In a recent SI.com column, former Steelers running back Jerome Bettis took the gloves off regarding the team with which he won a Super Bowl before riding off into the sunset of his hometown of Detroit.
Specifically, he teed off on the team’s offensive line, which looked not so good in Thursday night’s regular-season opener.
“This problem isn’t anything new,” Bettis said, “and I blame the coaching staff for not
addressing the line in the offseason. How did they rationalize not
doing anything about it? Well, they won a Super Bowl. They won’t be so
lucky twice in a row. If Ben [Roethlisberger] continues to get hit the way he did
Thursday — the same way he did last year, then this will come back to
haunt the Steelers. Ben will get hurt. Ben will miss games. And they
don’t have a line to run behind without Ben. Pittsburgh can’t repeat
with the line playing like this.”
But in the September 10 issue of Steelers Digest, Bettis was far more measured in his remarks, even though the point of the article was for Bettis and Hall of Famer Rod Woodson to articule “three things I like about the 2009 Steelers” and “three things about the 2009 Steelers that concern me.”

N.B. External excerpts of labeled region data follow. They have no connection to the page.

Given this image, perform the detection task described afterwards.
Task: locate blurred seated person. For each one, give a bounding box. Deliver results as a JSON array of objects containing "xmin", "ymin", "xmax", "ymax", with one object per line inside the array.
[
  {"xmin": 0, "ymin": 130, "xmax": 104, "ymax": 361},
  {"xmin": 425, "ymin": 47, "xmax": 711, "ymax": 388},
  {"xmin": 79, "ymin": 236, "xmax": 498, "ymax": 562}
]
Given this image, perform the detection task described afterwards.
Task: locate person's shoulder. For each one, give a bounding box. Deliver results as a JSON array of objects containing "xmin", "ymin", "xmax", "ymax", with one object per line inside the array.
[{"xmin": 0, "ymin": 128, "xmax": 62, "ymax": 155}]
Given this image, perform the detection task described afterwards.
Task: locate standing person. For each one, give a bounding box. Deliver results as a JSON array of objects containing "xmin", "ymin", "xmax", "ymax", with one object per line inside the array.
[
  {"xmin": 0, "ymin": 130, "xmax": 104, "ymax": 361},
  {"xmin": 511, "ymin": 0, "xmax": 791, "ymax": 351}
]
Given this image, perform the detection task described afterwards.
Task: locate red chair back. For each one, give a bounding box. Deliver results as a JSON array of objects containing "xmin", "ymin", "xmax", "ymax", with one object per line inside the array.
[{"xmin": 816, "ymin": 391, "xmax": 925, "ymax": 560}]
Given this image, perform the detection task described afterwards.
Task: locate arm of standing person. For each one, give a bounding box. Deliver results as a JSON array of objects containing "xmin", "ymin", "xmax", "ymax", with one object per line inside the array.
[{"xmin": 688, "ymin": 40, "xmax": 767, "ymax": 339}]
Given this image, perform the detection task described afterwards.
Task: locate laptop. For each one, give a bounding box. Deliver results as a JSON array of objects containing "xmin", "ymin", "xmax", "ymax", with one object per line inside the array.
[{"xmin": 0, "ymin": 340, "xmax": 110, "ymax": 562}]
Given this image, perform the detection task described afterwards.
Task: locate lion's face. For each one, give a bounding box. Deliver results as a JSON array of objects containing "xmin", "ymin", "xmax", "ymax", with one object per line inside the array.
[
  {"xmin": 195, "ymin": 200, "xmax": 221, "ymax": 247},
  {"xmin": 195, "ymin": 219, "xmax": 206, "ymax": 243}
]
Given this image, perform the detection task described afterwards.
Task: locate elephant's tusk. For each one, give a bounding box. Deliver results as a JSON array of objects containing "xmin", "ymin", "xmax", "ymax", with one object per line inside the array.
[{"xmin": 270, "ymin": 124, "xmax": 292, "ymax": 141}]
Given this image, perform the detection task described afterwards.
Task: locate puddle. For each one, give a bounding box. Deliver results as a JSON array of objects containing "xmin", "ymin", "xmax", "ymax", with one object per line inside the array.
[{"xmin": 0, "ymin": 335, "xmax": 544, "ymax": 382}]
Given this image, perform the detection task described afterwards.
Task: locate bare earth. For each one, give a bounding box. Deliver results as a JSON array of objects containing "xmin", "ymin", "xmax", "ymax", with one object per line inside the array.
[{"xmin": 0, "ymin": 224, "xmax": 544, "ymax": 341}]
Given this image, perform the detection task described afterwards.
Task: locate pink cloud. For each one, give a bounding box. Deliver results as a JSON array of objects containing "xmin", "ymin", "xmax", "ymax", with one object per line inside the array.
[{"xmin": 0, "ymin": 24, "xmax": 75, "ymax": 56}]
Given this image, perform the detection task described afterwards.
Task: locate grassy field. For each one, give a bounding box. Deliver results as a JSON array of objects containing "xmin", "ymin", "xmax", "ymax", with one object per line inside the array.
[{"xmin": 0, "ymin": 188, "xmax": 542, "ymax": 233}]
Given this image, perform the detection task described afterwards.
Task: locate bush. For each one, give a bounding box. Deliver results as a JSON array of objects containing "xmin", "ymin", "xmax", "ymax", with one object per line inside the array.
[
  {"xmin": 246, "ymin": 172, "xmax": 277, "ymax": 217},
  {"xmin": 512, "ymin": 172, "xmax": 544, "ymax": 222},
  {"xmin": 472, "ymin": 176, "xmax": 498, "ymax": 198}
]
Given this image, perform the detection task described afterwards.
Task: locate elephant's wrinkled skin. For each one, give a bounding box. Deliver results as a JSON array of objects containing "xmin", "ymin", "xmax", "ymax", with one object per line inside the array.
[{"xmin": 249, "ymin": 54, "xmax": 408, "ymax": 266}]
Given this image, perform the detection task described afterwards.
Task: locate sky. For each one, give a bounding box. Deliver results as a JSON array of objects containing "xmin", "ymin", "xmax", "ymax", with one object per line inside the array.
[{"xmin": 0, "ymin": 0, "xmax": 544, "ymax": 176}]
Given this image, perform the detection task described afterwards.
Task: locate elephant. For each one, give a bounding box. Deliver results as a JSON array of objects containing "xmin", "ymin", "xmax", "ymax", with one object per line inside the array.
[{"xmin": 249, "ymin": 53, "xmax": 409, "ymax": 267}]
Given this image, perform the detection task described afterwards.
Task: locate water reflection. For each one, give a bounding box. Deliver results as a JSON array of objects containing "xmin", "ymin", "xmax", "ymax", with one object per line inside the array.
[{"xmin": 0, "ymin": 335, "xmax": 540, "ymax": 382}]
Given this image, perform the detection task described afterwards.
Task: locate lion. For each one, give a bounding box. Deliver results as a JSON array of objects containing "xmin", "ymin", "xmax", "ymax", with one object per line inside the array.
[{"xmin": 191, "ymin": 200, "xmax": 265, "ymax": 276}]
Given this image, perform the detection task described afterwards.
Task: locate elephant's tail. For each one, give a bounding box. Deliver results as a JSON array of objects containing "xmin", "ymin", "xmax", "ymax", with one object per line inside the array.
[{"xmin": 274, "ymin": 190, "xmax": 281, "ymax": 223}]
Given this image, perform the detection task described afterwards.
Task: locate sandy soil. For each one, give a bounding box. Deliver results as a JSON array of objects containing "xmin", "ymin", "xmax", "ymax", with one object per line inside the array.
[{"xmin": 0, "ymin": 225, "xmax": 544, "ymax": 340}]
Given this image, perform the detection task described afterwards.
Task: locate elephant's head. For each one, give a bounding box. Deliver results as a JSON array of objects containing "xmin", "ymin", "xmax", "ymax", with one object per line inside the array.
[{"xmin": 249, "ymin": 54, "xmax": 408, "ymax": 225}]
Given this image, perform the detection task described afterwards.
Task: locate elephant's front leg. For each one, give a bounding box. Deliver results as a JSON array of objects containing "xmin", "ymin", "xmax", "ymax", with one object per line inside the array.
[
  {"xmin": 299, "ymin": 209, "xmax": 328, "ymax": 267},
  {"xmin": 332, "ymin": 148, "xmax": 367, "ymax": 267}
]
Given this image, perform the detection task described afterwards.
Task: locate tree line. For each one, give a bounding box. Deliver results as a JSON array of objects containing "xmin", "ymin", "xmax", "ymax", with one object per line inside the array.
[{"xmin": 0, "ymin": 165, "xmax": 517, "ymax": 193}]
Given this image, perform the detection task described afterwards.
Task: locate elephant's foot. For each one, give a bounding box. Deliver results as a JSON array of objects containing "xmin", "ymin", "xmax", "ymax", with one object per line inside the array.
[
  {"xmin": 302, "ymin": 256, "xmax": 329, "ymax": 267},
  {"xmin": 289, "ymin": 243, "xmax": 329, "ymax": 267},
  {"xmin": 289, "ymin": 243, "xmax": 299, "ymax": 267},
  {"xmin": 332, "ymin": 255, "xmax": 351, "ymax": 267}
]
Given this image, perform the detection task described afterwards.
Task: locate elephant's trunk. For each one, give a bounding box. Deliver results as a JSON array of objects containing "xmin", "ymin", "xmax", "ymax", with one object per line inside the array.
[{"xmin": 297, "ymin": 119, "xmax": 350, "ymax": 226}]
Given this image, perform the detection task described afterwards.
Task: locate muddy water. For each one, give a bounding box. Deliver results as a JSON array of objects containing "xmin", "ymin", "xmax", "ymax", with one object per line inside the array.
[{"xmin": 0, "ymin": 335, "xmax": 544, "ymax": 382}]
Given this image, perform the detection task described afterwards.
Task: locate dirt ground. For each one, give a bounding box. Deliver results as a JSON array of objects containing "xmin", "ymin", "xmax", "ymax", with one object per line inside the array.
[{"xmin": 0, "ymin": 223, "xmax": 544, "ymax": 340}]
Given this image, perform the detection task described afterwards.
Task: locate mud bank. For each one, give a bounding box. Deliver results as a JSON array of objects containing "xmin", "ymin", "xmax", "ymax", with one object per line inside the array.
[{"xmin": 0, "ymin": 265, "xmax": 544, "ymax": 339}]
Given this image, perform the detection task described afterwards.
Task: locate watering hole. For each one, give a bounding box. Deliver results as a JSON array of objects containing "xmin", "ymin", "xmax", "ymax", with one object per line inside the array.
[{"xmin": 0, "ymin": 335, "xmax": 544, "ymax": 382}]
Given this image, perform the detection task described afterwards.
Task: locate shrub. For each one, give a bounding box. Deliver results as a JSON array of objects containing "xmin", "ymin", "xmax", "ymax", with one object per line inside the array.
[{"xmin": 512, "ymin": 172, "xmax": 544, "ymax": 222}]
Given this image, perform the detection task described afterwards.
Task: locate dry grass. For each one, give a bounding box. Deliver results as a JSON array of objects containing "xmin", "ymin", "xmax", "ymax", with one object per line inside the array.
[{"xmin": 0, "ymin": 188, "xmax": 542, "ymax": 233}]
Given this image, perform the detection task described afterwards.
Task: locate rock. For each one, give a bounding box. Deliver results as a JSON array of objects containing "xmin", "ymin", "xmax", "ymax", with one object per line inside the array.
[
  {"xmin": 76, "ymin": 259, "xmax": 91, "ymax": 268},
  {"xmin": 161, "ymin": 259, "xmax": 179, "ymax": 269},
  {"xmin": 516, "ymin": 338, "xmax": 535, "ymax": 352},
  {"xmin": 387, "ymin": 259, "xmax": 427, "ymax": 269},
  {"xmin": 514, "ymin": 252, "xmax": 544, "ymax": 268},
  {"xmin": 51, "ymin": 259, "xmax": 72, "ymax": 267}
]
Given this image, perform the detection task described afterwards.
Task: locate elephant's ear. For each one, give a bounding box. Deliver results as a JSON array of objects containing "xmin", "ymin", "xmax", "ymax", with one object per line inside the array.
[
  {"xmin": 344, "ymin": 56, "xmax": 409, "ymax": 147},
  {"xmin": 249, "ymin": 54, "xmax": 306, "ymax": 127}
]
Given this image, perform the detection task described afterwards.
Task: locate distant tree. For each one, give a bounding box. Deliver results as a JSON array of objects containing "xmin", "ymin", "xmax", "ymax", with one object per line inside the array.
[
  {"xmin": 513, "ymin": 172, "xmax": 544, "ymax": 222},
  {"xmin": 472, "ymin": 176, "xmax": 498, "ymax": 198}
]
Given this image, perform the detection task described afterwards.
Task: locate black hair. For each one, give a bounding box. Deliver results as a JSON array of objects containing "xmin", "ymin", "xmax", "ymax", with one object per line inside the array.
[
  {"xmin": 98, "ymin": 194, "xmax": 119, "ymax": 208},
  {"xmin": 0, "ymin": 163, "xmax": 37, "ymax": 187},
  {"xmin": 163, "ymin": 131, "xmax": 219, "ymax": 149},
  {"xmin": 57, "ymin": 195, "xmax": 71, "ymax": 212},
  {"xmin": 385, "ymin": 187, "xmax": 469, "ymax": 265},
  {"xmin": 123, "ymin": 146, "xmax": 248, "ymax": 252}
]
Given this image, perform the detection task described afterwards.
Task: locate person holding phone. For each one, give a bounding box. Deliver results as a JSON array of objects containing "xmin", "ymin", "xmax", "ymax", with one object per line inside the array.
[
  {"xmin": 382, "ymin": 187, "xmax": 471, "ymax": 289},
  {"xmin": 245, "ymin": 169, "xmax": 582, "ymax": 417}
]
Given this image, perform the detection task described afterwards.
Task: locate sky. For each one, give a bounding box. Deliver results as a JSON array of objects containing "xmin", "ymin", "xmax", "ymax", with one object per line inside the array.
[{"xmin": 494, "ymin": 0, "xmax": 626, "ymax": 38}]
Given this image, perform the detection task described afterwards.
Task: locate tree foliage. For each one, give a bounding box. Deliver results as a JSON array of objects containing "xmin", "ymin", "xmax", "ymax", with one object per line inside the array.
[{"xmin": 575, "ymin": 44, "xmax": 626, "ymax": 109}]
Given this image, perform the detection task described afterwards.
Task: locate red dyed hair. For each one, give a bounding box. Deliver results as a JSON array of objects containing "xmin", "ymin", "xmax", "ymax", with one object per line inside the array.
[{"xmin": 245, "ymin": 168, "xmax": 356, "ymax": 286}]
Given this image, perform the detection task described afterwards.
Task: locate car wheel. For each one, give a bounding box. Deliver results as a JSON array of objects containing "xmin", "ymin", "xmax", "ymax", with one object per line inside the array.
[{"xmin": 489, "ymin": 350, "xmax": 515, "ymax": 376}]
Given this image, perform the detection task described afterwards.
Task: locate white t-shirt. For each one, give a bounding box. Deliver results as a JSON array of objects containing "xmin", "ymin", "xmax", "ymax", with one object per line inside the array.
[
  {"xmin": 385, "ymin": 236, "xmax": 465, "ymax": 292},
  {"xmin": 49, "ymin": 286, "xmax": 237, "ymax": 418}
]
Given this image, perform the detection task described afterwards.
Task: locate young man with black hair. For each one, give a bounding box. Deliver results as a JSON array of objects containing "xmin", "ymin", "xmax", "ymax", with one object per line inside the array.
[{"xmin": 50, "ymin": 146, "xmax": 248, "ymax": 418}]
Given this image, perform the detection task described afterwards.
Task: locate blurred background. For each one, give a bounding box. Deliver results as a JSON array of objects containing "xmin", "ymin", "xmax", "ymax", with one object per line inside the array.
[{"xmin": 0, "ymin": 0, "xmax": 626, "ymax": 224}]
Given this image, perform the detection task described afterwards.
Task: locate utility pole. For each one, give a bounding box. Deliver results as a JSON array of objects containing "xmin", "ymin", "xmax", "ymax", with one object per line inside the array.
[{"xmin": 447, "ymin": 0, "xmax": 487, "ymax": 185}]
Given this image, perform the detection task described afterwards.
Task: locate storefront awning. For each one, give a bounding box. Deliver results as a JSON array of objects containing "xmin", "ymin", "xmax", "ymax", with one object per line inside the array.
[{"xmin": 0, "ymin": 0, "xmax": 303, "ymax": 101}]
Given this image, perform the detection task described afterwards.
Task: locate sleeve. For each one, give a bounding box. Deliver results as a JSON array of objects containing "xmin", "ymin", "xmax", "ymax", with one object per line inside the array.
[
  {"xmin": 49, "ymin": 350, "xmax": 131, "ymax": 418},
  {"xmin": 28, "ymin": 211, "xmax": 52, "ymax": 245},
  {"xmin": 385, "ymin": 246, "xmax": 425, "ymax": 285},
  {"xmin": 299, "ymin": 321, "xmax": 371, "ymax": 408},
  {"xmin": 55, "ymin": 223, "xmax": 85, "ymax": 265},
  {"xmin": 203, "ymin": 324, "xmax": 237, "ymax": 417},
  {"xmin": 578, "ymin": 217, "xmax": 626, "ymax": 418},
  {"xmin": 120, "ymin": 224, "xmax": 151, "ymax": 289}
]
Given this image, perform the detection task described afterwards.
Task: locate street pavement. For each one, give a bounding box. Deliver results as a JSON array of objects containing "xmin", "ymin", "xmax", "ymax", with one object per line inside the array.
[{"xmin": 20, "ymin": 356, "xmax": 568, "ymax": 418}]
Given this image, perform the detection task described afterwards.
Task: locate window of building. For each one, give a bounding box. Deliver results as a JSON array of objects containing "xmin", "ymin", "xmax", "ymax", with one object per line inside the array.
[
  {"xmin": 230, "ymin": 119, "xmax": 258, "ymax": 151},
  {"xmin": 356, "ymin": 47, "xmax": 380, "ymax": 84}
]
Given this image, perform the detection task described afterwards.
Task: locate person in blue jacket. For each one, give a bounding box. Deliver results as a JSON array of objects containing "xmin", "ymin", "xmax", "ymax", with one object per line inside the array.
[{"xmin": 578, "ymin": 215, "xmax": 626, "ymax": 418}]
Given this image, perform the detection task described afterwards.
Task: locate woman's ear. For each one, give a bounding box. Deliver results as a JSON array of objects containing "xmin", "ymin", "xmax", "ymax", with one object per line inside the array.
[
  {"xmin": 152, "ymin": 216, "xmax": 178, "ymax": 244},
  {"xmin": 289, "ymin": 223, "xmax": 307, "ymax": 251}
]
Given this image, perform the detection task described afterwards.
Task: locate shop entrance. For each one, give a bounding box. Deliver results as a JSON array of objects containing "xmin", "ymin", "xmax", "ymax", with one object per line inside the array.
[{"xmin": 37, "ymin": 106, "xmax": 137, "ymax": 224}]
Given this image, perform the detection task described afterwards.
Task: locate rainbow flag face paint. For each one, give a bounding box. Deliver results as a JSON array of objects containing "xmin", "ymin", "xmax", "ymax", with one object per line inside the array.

Said Bettis regarding the same topic about which he sounded the alarm after one game: “The offensive line was serviceable last year and with another year should be better, but they still have to play well in order for the team to win. That’s the challenge. You worry about the number of sacks that Ben takes, becaue the more hits he takes, the less effective he is going to be. That’s the nature of the game. The goal is to get to the quarterback, and if an opponent gets to him with any kind of frequency it’s a problem for the quarterback.”
So why the remarkably different content and tone? Some might say Bettis dramatically altered his assessment based
on the opening game, but we’d hate to see what Bettis would have said about
the offensive line if the Steelers hadn’t, you know, won the game.
The more fundamental reality is that Steelers Digest has a far different audience than SI.com, and Bettis would have run a much greater risk of alienating the folks from whom he still makes a decent amount of money if he had demonstrated the same candor that was on display in his more recent item for SI.com.
Still, though it’s smart for Bettis to gauge his message to his audience, consistency of message is fairly important, too.